17 May 2007 - GML and Database Interoperability
I would like to pick up on the issue of what GML can or cannot add to the interoperability between databases.
First I would note that the whole discussion (Savage et al) wrt GML 1.0 and GML 2.0 is a red herring, since both depend on schema descriptions. The only difference is that GML 2. opted to use XML Schema rather than creating a schema language ourselves (see the example quoted by Savage), and is thus led to a clear separation of schemas and instances. Nonetheless both GML 1. and 2.0 (and 3.0) make more or less the same contribution (good or bad) to the issue of database interoperability.
Let's begin by noting that GML on its own does NOTHING about the fact that I used street when you used road, or that your road has an integer numLanes property while mine has a positive integer numberOfLanes property. Solving this problem automatically is extremely difficult and I would judge well beyond any near term technology. GML provides a middle ground. It allows you to express the schema you do have. It does that using XML Schema and a core set of GML primitives. It allows me to express my schema using the same constructs. Note that when use the same core constructs (geometry, time, topology, coordinate systems) than the interoperability gap is narrowed - but it is not erased. Your schema with numLanes still comes out as numLanes, and my numberOfLanes still comes out as numberOfLanes - we probably would not want it otherwise, since that reflects our view of things. What this does allow us to do however is to SEE the other guys schema and to define the mapping from one to the other. That IS a doable proposition and IS possible and is being done.
GML also makes possible another viewpoint - and that is we can agree on a common schema for a community - just as everyone who uses GML is agreeing on a common structure for the exchanged XML and a common encoding for certain primitives like Point or Polygon. It is too much in my opinion to expect universal agreement on such a schema - if it is hard for a community to do this - how can we expect the whole web to agree? On the other hand it is a doable thing within a restricted community - like all people concerned with ship navigation - or all people concerned with tagging news stories - or all people concerned with commercial aviation. They CAN agree on what a NavAid is and they can agree on how to model it. GML then gives them a way to represent that agreement and to send it to others - and to validate that the data they are exchanging complies with the agreement. Not complete interoperability by any means - but a POSITIVE step forward.
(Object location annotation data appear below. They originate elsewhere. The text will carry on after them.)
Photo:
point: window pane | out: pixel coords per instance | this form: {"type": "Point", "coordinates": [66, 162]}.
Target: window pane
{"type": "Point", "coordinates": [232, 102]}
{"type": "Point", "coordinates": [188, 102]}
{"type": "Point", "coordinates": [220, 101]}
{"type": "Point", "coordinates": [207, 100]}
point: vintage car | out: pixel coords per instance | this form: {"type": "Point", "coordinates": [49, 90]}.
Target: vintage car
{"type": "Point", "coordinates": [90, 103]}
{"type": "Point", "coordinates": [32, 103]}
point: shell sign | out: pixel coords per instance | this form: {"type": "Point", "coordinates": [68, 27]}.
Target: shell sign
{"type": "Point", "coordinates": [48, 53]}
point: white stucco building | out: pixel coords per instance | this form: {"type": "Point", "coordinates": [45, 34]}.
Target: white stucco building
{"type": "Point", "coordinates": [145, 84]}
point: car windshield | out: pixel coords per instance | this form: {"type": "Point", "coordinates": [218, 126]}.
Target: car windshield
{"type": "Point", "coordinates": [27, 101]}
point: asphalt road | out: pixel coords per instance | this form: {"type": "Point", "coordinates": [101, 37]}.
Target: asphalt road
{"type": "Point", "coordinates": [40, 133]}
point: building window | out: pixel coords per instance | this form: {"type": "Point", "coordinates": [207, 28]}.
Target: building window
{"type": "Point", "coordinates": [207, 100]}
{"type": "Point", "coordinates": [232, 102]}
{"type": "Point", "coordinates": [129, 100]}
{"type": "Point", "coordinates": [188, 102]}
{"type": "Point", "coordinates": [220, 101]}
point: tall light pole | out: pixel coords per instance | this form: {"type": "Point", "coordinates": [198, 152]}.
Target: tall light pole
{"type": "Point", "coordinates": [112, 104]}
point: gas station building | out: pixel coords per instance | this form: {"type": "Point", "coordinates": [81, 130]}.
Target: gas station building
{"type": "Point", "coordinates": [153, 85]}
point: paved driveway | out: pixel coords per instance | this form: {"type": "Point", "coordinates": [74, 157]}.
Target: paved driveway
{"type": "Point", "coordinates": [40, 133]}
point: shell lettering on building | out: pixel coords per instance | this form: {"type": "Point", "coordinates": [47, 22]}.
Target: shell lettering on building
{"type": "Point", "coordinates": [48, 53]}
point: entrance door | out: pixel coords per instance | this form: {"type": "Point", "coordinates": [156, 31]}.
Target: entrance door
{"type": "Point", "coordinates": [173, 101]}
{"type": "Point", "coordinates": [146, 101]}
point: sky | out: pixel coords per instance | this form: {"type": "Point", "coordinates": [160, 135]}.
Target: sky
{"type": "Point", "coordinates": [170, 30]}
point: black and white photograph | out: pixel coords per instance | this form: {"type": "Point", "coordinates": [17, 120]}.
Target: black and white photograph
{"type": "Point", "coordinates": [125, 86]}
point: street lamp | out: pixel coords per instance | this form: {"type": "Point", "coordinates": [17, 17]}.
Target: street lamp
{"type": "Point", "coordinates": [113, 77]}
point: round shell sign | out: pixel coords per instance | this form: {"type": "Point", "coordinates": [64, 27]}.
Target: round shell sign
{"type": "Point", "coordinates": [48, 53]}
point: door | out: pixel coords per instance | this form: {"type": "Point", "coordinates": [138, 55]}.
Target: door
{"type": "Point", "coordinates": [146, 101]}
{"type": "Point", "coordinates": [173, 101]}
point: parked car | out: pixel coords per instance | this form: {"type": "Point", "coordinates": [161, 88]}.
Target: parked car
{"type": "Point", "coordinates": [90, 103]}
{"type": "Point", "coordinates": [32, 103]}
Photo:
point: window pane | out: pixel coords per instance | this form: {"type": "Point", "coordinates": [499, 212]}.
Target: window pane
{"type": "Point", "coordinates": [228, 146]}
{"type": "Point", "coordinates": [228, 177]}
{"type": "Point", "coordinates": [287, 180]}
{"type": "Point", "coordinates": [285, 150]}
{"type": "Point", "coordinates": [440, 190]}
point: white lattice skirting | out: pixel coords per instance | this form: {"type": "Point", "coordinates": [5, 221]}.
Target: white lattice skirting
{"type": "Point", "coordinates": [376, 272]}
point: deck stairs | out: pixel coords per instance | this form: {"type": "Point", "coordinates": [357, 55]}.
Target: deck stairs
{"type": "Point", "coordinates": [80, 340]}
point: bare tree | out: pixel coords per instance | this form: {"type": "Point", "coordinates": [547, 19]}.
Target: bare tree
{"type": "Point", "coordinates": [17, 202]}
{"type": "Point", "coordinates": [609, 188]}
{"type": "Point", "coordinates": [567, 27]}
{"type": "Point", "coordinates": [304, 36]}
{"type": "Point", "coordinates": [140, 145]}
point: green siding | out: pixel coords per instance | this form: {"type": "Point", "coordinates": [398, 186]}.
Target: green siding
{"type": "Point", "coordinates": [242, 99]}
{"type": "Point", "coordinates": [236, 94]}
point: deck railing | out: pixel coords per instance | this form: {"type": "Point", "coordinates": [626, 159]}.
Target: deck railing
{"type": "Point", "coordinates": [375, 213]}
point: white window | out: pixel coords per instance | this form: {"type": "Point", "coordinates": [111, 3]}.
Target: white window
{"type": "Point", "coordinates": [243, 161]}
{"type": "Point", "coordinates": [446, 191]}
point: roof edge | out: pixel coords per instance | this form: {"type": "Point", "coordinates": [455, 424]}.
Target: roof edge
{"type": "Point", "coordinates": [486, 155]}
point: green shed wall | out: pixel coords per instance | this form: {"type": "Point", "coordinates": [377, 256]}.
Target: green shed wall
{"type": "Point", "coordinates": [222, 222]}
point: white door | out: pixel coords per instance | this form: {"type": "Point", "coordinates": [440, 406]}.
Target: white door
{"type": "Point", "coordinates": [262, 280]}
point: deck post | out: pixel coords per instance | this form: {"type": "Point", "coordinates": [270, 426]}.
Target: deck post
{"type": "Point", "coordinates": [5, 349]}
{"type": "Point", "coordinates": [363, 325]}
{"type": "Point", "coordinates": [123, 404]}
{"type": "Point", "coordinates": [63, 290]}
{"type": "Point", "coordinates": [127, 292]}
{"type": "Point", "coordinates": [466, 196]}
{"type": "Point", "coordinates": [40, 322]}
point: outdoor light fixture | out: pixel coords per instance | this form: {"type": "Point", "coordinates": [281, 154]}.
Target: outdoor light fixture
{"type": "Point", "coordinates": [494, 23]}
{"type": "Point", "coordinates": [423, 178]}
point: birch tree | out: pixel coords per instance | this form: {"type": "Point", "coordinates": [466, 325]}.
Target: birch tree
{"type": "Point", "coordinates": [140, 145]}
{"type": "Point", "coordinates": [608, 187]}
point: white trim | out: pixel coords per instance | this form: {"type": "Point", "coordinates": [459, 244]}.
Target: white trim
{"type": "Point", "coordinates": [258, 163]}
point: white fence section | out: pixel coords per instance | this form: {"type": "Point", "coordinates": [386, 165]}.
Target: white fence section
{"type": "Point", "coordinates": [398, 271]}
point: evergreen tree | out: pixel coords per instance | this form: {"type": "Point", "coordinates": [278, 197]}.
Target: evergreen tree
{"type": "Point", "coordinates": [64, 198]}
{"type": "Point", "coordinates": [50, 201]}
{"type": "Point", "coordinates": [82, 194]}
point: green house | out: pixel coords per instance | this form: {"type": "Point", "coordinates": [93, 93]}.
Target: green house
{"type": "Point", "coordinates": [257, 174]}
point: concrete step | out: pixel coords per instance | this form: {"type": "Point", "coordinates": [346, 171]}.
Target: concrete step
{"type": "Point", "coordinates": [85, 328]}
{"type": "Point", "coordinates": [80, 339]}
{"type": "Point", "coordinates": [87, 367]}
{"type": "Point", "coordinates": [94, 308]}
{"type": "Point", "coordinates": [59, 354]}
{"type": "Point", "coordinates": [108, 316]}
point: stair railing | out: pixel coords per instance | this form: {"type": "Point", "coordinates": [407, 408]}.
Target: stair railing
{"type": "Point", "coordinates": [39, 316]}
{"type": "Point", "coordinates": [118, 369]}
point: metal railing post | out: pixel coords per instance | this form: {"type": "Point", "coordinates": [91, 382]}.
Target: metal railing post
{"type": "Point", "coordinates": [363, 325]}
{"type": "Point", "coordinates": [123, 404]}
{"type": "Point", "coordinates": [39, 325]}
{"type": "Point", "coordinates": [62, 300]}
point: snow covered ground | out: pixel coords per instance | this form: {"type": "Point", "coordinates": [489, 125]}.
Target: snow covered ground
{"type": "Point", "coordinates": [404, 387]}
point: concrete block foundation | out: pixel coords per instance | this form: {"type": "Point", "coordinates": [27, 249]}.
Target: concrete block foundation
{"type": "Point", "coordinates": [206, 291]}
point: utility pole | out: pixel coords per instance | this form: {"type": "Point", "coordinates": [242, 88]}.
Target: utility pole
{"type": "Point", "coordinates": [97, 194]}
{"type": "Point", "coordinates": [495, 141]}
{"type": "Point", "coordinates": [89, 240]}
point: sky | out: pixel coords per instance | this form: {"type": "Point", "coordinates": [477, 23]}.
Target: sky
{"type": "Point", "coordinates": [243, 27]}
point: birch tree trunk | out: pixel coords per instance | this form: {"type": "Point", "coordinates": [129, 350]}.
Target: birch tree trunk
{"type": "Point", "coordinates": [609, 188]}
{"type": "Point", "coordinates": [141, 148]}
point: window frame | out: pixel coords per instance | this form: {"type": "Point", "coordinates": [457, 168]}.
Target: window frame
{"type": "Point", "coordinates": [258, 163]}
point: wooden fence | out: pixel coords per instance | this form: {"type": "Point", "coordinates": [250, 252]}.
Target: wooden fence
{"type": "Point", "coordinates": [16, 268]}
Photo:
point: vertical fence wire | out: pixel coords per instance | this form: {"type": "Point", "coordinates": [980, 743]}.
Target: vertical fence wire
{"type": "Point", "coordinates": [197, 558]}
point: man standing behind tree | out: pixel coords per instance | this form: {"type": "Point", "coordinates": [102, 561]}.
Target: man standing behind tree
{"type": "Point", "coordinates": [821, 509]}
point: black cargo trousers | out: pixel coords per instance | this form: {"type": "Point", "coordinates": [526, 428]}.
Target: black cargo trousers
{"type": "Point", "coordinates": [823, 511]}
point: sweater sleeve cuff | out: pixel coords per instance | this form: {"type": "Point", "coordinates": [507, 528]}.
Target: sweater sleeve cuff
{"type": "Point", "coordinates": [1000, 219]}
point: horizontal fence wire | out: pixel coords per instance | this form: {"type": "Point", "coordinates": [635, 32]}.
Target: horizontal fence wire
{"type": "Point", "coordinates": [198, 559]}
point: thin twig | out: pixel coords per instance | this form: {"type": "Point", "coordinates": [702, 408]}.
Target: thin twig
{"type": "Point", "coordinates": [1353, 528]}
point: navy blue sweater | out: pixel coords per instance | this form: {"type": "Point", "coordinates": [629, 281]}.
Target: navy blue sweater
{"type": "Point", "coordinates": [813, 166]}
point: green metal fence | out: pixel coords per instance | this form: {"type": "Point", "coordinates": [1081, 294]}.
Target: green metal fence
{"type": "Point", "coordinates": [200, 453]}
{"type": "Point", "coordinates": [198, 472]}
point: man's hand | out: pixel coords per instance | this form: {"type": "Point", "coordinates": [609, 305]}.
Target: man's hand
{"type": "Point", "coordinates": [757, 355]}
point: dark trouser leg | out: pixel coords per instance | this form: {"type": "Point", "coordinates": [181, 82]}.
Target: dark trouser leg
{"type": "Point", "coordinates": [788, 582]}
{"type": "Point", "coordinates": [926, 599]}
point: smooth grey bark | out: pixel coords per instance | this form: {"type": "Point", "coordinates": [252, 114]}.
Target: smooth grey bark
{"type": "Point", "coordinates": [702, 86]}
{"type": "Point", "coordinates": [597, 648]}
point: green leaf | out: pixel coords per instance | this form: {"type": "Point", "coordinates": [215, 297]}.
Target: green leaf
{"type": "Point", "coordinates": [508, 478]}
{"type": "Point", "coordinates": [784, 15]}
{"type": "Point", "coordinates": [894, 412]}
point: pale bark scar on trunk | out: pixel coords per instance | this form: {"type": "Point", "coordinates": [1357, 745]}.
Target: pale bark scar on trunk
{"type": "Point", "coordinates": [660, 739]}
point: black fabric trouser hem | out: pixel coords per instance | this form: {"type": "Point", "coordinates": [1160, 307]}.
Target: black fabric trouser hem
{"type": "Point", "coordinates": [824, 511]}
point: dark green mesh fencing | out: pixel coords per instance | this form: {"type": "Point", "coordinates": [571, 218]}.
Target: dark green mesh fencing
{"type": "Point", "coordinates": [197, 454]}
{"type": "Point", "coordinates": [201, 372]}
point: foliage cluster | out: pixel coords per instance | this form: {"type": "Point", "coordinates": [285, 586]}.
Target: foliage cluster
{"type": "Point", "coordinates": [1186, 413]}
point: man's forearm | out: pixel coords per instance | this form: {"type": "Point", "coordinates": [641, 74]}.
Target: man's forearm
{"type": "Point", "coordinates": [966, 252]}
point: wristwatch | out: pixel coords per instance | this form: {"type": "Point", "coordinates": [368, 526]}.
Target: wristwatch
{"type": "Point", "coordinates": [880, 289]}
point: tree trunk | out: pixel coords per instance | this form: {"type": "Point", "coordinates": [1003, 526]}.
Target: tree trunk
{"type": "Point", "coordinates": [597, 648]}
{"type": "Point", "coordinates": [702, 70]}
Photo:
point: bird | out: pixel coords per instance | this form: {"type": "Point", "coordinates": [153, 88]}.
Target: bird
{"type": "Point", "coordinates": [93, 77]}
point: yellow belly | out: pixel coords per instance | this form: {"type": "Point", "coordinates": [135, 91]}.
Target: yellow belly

Now I will be the first one to admit that modeling in XML Schema is not everyone's cup of tea. For this reason GML does not require it - nor even encourage it. Tools exist (e.g. ShapeChange) that can create GML application schemas automatically from UML. Other tools can do the same from relational databases and relational databases that incorporate spatial models like Oracle or ArcSDE on Oracle. What GML provides is a reasonably readable expression of the schema and one that can be used to check (to some degree) that integrity of data that complies with it.
So in Summary:
1. GML cannot solve automagically the database interoperability problem.
2. GML can represent reasonably complex data models in GML application schemas that incorporate spatial data, and related constructs for topology, time etc.
3. GML can enable you to validate instances of data against the schema.
4. GML enables the schema to be moved from one place to another - be exposed and thus to support early binding models for data analysis, data visualization and data transformation - including mapping the GML schema to different data stores.
5. GML can enable a community to create, publish and share a schema that is the common vocabulary of the community.